Company president Steve Gutterman praised the state's efforts to open the legal market — the consumer is getting quality, safe products. But he said he'd welcome a more aggressive push against illegal operators, and pot companies need access to banking — most financial institutions won't do business with cannabis companies because it remains illegal at the federal level.
"There has been good and bad," he said, but, "California is a great place for us."
That's not the case for many retail businesses in Los Angeles.
Drive through California's largest city and there are plenty of shops and billboards advertising pot sales, and some businesses provide Apple store-like settings to pick from buds with names like Blue Dream and Chocolate Gelato.

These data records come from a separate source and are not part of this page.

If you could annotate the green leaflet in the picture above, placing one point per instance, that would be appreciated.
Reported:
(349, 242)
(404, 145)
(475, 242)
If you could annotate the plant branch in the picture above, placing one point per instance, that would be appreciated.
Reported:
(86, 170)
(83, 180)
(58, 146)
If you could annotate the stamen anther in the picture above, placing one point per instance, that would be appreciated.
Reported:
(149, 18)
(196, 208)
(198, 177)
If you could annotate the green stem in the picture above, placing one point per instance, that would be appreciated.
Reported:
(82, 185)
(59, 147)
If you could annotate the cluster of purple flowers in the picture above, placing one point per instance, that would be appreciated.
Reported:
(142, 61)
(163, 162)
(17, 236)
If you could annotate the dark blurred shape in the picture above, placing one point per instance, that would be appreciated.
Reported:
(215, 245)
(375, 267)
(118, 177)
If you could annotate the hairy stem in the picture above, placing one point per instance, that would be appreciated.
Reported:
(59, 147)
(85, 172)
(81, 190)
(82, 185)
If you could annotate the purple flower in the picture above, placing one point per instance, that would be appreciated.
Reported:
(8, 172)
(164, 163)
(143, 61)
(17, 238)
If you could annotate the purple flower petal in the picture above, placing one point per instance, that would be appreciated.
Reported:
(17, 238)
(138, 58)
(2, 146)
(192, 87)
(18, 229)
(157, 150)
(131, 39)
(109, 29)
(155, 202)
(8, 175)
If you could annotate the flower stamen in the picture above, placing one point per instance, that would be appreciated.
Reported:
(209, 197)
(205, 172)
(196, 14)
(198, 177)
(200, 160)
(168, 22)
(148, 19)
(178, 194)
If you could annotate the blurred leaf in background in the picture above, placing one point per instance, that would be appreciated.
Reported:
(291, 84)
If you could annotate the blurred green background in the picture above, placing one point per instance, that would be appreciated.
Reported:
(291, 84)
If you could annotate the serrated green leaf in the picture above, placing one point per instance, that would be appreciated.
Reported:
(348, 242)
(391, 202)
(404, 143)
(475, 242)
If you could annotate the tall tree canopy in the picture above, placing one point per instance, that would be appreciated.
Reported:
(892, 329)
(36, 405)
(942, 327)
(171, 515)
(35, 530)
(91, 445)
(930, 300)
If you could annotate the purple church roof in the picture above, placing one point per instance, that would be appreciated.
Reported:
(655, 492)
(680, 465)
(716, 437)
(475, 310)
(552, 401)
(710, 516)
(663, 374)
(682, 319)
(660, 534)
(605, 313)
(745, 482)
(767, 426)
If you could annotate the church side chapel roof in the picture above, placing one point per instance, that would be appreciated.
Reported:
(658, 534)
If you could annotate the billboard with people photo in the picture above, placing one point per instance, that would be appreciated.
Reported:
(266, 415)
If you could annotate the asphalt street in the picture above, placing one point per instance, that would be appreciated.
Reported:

But the number of shops is part of the problem — hundreds are illegal. Here, and elsewhere, the illicit market that thrived for decades continues to do robust business, often in plain sight.
Police do periodic crackdowns on individual businesses, but it barely makes a dent in the illicit marketplace.
In a letter to Los Angeles officials in November, the United Cannabis Business Association said legal shops are struggling to keep their doors open while illegal storefronts flourish, selling products for as much as 50 percent below legal rivals.
Those illegal shops "do not pay taxes, do not pay the cost of ... city and state regulations, and do not follow required worker protections," wrote the group, which represents legal retailers.
Larger companies can weather the transition to the legal market — some say government rules favor them — but smaller operators are taking out second and third mortgages, industry experts say.
In L.A., "we are seeing a regulated industry that is bleeding out," said Ruben Hoing, the business group's executive director.